Mais il y a tout de même une logique dans le fait de compartimenter toutes ces populations en deux groupes distincts. C’est que, que vous soyez urbain ou rural, croyant ou non, habitant de Tel-Aviv, d’une colonie, de Jérusalem ou du Golan, que vous soyez de droit ou de gauche, ou bourgeois ou travailleur, le fait que vous soyez Juif vous donne des droits fondamentaux, sociaux, humains et politiques dont vous êtes, à des degrés divers, dépourvus si vous êtes arabes dans les frontières de la Palestine historique.
L’apartheid se décline de manière différente à Gaza, en Cisjordanie, sur le Golan ou à l’intérieur d’Israël, mais apartheid il y a. Beaucoup se focalisent sur la Cisjordanie, Jérusalem et Gaza. C’est souvent oublier que les « Arabes israéliens », ou Palestiniens de l’intérieur, subissent également un régime d’oppression à base ethnique. Pour ne prendre qu’un exemple : des dizaines de villes et villages arabes situés en Israël ont les plus grandes difficultés à mettre à jour leurs plans d’aménagement du territoire. Résultat : ces villes et villages ne peuvent s’étendre et aménager leurs espaces afin de répondre aux besoins de leurs populations. Autre exemple : une foule d’aides sociales sont réservées, en Israël, à celles et ceux qui ont fait l’armée. Or évidemment, les « Arabes israéliens » ne font pas l’armée.

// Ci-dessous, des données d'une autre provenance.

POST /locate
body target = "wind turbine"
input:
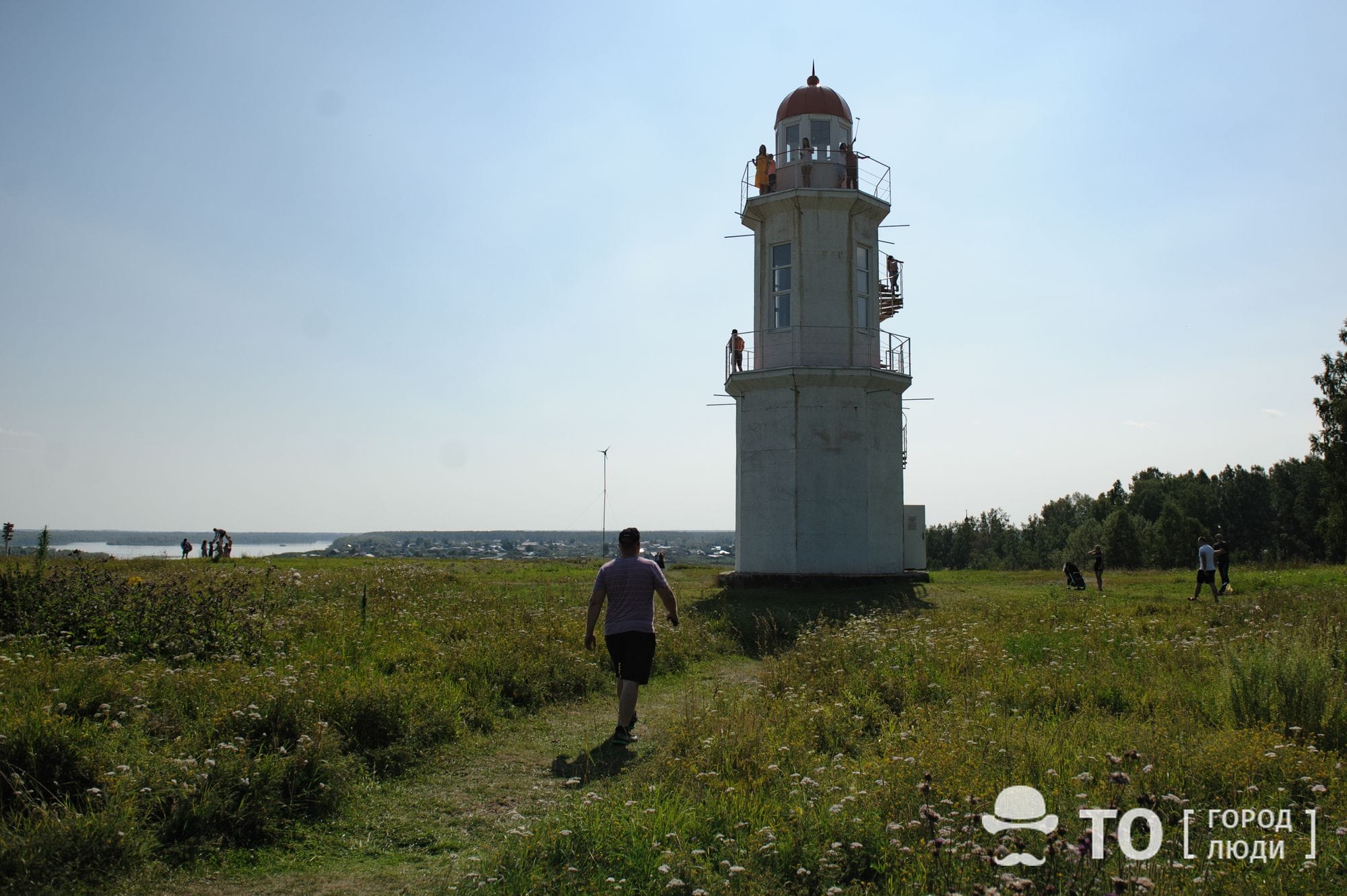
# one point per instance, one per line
(604, 536)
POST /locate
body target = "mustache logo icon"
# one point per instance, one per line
(1019, 809)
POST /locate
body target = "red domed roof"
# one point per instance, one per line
(814, 100)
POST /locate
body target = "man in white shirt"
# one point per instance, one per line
(1206, 570)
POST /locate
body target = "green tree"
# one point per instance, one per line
(1081, 543)
(1121, 541)
(1174, 539)
(1330, 444)
(1296, 493)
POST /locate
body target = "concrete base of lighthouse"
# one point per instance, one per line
(820, 473)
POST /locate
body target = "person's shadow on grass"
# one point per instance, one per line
(604, 761)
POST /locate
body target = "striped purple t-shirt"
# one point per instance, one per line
(630, 584)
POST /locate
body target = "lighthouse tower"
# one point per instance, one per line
(820, 381)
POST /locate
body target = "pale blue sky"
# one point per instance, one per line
(351, 267)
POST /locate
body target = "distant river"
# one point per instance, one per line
(174, 552)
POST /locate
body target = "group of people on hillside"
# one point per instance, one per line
(764, 166)
(1213, 557)
(222, 545)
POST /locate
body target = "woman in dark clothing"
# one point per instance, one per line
(1098, 555)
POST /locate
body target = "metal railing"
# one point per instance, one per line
(824, 168)
(868, 347)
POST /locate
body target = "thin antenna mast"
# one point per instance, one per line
(604, 535)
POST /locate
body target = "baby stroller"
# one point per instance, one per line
(1074, 578)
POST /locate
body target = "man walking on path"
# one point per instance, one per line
(1222, 561)
(630, 583)
(1206, 570)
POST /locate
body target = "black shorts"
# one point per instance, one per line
(632, 653)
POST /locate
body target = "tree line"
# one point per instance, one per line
(1296, 510)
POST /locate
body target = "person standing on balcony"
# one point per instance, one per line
(760, 178)
(736, 350)
(852, 166)
(630, 586)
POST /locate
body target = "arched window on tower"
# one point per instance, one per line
(864, 272)
(782, 284)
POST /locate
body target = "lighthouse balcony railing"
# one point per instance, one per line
(822, 170)
(868, 347)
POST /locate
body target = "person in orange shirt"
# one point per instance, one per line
(762, 164)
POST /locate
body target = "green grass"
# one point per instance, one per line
(168, 710)
(868, 753)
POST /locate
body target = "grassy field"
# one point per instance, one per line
(867, 755)
(154, 712)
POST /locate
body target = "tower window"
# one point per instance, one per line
(863, 285)
(821, 136)
(782, 284)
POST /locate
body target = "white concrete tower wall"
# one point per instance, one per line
(820, 407)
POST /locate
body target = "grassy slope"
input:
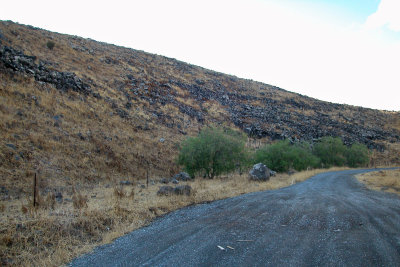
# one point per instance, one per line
(79, 146)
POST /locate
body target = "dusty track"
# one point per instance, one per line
(328, 220)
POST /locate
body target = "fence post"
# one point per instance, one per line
(34, 190)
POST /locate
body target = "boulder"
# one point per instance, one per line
(259, 172)
(165, 190)
(182, 176)
(183, 190)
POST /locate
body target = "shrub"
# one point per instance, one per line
(50, 45)
(283, 156)
(213, 152)
(357, 155)
(331, 151)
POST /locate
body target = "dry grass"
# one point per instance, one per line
(80, 147)
(385, 180)
(54, 233)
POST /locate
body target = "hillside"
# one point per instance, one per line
(87, 110)
(86, 117)
(91, 110)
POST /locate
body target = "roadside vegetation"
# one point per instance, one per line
(384, 180)
(216, 151)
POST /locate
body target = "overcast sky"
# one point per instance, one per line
(343, 51)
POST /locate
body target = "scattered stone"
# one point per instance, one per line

Dès lors quel est l’intérêt de ces représentations cartographiques ? Premièrement sur le nombre : selon beaucoup, le changement de majorité démographique est déjà effectif depuis 2018, ou 2019, ou 2020. Selon mes chiffres, en 2019, il y avait toujours une majorité précaire de Juifs dans l’espace considéré. Aujourd’hui, en 2021, et compte tenu des taux de croissances des deux populations, il est très vraisemblable que la majorité démographique soit Arabe. Le chiffre est à la fois symbolique et important. Symbolique parce que la question de la démocratie ne se réduit évidemment pas à une simple question de majorité numérique. Un État démocratique c’est surtout le respect des droits fondamentaux à la fois des communautés, mais aussi des individus, surtout s’ils sont minoritaires. Israël n’est pas subitement devenu antidémocratique parce qu’il y a un renversement de majorité démographique… Mais ce chiffre est également important parce que l’apartheid devient d’autant plus (si c’est possible…) inacceptable lorsque c’est une minorité qui impose ses lois et sa domination.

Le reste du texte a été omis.